Persistent Checkpointing PR (#2184) #3406

theIDinside · 2022-12-01T11:23:51Z

This is the first version of a PR that attempts to provide the functionality requested by issue #2184

rr create-checkpoints -i <some_interval> [-s <some_start_event>, -e <some_end_event>] where last two params are optional.
rr replay -g <evt> spawns the session from the most recent PCP before <evt>. It also spaws the most recent PCP, if -f <pid> is used, i.e. it finds when <pid> is created and spawns first PCP before that.
rr replay uses PCP during reverse execution
rr rerun uses PCP as well

Both the replay and rerun command now takes --ignore-pcp to ignore any PCP's and I've made spawning from PCP the default behavior of both commands.

2 commands has also been added to the spawned GDB; write-checkpoints and load-checkpoints.

The last point about persistent checkpoints being created at record time is not provided by this PR, but I'm willing to attempt to add that in a future PR, now that I have a little insight into how this would/could/maybe should work.

At this time, little to no optimizations are performed. Each mapping in the process address space is serialized to disk and it is currently not compressed in any way. Compressing data that goes into anonymous mappings should be fairly simple to implement as this data will get copied into memory during restore of a PCP, while file backed mappings (like executable data for instance) can not be compressed as easily. One wants to map as much file backed as possible, as this is not necessarily committed to physical memory immediately, which is the case with copying data into mappings.

Other optimizations that possibly could be done, is to instead of creating each checkpoints "from scratch", is to during restore of PCP's, reconstitute the first one (at event N), then when reconstituting the following checkpoint, fork the first and make the changes required to that one. As it stands right now, it creates a new session for each checkpoint. Theoretically this consumes more memory. Forking checkpoint N+1 from N and changing the address space where needed, I think would mean that less memory is used, I think.

Also, if anybody has any ideas on how one could possibly write tests for something like this, they would be most welcome to share those thoughts with me.

khuey

This is very much not a complete review, but I do have some early comments and questions that I want to pose to you.

Overall this looks pretty good and more or less like what I would expect.

src/Event.h

src/Event.cc

src/Task.h

src/ReplayTimeline.h

src/ReplayTimeline.cc

src/stream_util.cc

CMakeLists.txt

khuey · 2022-12-30T23:07:11Z

src/ReplaySession.cc

+                              index == std::string::npos ? 0 : index + 1);
+      AutoRestoreMem mem(remote, name.c_str());
+      remote.infallible_syscall(syscall_number_for_prctl(leader->arch()),
+                                PR_SET_NAME, mem.get());


This should be shared with Task::copy_state somehow.

Refactored this out into Task::set_name as per commit b29ff57

Also removed the call to update_prname in Task::copy_state as it's unnecessary - we already know the prname, so the new Task::set_name just sets Task::prname to the parameter passed in

khuey · 2022-12-30T23:26:11Z

src/rr_pcp.capnp

+  offset @7 :UInt64;
+  mapType :union {
+    file :group { # mapping of a file
+      skipMonitoringMappedFd @8 :Bool; # unsure if needed, or how it's used


This is used to communicate the decision about whether or not to monitor an mmaped file during recording (see monitor_this_fd in record_syscall.cc's process_mmap).
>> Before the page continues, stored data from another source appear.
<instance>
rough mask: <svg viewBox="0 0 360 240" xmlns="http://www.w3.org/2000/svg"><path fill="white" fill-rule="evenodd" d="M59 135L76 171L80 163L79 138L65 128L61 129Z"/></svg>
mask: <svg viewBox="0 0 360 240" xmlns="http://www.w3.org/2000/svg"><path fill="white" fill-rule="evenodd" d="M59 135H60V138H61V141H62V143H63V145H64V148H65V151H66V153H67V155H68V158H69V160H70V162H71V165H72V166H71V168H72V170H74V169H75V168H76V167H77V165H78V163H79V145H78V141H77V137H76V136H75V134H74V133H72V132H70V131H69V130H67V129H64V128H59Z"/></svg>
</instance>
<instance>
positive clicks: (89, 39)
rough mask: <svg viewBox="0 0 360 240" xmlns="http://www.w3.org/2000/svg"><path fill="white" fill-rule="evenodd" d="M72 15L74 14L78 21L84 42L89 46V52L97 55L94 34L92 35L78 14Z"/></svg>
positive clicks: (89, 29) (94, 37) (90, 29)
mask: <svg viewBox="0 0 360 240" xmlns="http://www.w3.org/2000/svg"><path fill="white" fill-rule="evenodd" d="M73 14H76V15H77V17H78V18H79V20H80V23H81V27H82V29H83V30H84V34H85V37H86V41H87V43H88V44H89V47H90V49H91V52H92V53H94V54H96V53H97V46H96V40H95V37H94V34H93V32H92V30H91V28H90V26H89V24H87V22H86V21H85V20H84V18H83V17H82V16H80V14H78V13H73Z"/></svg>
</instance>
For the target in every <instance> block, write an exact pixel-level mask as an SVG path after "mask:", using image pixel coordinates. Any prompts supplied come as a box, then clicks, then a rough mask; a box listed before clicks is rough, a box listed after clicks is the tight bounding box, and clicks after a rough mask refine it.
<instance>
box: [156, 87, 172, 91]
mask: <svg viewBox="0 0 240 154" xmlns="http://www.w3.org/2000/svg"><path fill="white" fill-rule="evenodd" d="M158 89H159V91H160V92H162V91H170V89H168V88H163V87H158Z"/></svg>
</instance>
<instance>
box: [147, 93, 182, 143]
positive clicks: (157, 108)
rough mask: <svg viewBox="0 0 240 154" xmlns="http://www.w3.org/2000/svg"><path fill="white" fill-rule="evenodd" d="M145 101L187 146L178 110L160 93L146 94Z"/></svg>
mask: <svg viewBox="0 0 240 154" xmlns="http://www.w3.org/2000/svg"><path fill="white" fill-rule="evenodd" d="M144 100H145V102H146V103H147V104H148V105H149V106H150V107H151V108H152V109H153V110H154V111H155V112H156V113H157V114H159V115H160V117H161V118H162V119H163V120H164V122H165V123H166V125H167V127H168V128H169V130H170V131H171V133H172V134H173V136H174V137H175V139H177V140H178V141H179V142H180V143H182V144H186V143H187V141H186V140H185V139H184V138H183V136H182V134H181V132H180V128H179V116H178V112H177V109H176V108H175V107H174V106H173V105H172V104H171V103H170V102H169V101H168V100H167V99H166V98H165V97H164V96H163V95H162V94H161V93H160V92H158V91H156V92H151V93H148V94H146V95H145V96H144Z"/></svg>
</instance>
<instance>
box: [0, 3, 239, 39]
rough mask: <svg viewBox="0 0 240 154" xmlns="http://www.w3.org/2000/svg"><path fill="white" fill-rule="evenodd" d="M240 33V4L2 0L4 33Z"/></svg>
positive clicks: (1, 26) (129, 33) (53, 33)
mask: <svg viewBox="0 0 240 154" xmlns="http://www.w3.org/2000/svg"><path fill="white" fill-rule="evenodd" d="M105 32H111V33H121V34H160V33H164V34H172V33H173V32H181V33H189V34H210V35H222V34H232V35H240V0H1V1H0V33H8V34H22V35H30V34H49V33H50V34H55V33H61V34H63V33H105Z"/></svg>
Whether or not there's a monitor affects the behavior of the syscallbuf so it has to be the same in recording and replay.

I don't think you need this for PCPs because you are separately restoring the state of the FdTable.

Removed it.

khuey · 2022-12-30T23:30:00Z

src/AddressSpace.h

+
+  void set_uses_syscall_buffer(bool uses_syscall_buffer = true) {
+    syscallbuf_enabled_ = uses_syscall_buffer;
+  }


I think we'd benefit from a method on AddressSpace that restores auxv, do_breakpoint_fault_addr_, and syscallbuf_enabled_ all together.

khuey · 2023-04-21T16:27:48Z

This has been languishing for a while due to it's sheer size. To move this forward, I propose we just review the parts of it that integrate with the rest of rr to make sure it won't regress anything, and then take it. We can treat the checkpoint format as a work-in-progress that we can update at any time, and figure out the testing situation as we go. Does that sound reasonable @rocallahan?

rocallahan · 2023-04-21T22:49:05Z

Sure

theIDinside · 2023-04-24T22:55:16Z

This has been languishing for a while due to it's sheer size. To move this forward, I propose we just review the parts of it that integrate with the rest of rr to make sure it won't regress anything, and then take it. We can treat the checkpoint format as a work-in-progress that we can update at any time, and figure out the testing situation as we go. Does that sound reasonable @rocallahan?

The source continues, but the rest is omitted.